Los guardianes de la moral pública seguramente habrán adivinado ejemplos de machismo o de racismo o de cualquier otro ismo perverso en estas dos películas

Sin este género, pero especialmente sin estas dos películas, no seríamos los mismos. Por llevarlo al terreno mediático, no se puede escribir en un periódico ni hablar en una radio -pero sí aparecer en televisión, claro- sin haber visto estas dos joyas de Hollywood. No recuerdo con certeza, para ser totalmente sincero, si en los dos años precedentes, los de Mateo al frente, se ha podido disfrutar también en TVE de esta tradición. Pero me barrunto que no habrá sido así, ya que los guardianes de la moral pública seguramente habrán adivinado ejemplos de machismo o de racismo o de cualquier otro ismo perverso en Ben-Hur y Espartaco. Ya saben el mundo en el que estamos.

Este año, volviendo al hilo, sí hemos podido verlas en TVE. Y lo curioso, lo que tiene guasa, como decía antes, es que esto ocurra precisamente a los pocos días del esperado relevo al frente de la corporación pública. Quizás ni el nuevo presidente ni la saliente administradora única sean directamente responsables de la cosa, pero aunque sea pura casualidad, tenemos que destacarlo desde el punto de vista simbólico. Porque puede decirse sin ánimo de exagerar que TVE volvió a ser TVE al menos durante unas horas. Justo después de tres años donde parecía lo contrario.

El compadre Arranz ya les ha contado aquí que la administradora omnipotente deja un legado de lamentables datos de audiencia e influencia. La peor RTVE de la historia en ambos marcadores. Un desastre sin paliativos. No valen las excusas de mal perdedora. La verdad es que Mateo llegó para tres meses y ha estado treinta y tres, o sea casi tres años. Tiempo en el que los errores de programación y de gestión han sido sencillamente imperdonables. No me canso de repetir que muchos admirábamos a esta periodista cuando hacía su trabajo ante la cámara pero en este período suyo como mandamás de la cadena pública nuestra decepción ha sido descomunal.

En estos 33 meses de Mateo hemos asistido a las externalizaciones injustificables, la politización de los servicios informativos y un largo etcétera de despropósitos. Una etapa en la que todo o casi todo era una broma en la cadena pública

Desde sus primeras decisiones a favor del Gobierno que la colocó en el puesto hasta el inexistente concurso público que tendría que haber funcionado para nombrar a su sustituto. Después de meses esperando y esperando, al final los partidos se repartieron el pastel, como recordarán ustedes. En estos 33 meses de Mateo hemos asistido a las externalizaciones injustificables, la politización de los servicios informativos y un largo etcétera de despropósitos. Una etapa en la que todo o casi todo era una broma en la cadena pública.
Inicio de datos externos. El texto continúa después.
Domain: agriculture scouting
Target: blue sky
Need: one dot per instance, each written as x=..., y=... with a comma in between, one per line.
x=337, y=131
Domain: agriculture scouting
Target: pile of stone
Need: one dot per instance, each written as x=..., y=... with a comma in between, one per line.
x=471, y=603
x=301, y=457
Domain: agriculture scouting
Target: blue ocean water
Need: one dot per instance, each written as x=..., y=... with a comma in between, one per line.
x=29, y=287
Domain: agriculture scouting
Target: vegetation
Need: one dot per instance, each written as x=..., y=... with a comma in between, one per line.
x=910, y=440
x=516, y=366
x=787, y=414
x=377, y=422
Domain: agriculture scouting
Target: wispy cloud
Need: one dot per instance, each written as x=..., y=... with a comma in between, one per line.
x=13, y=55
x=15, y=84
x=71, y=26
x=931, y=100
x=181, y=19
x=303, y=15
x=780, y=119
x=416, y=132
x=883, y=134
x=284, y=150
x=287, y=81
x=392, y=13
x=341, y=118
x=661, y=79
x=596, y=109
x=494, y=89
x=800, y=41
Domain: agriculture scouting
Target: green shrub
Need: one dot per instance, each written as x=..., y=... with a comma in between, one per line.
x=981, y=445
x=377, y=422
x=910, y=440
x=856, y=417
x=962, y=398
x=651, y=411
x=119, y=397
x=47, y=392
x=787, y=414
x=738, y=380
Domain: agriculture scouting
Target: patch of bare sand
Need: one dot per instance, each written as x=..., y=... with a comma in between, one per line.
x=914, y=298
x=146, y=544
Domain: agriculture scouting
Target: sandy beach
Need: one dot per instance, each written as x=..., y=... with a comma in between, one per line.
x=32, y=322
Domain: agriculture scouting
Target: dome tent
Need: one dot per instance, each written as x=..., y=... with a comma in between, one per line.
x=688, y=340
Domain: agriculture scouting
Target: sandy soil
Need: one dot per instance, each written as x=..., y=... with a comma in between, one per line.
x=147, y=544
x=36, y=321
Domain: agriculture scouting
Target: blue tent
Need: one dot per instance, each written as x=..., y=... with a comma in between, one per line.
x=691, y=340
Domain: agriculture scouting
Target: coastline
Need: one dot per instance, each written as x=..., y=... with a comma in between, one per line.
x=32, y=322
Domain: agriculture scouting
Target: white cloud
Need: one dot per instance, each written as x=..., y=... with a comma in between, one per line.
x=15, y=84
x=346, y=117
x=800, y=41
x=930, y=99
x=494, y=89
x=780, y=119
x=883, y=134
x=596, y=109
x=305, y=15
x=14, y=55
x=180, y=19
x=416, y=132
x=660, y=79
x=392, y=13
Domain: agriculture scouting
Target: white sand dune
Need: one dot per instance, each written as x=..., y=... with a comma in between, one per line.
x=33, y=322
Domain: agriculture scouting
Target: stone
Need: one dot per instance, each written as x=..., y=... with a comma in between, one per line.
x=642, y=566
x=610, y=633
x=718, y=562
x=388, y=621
Tal vez la emisión de Ben-Hur y Espartaco en esta Semana Santa sea una señal de que por fin vuelve la normalidad -ay, qué peligro tiene esa palabra- o incluso la cordura a la televisión pública. Ojalá que sea así. De hecho, lo será, ya que hemos entrado en otro período que, aunque también sea fruto de un reparto político, no puede ser peor que el anterior.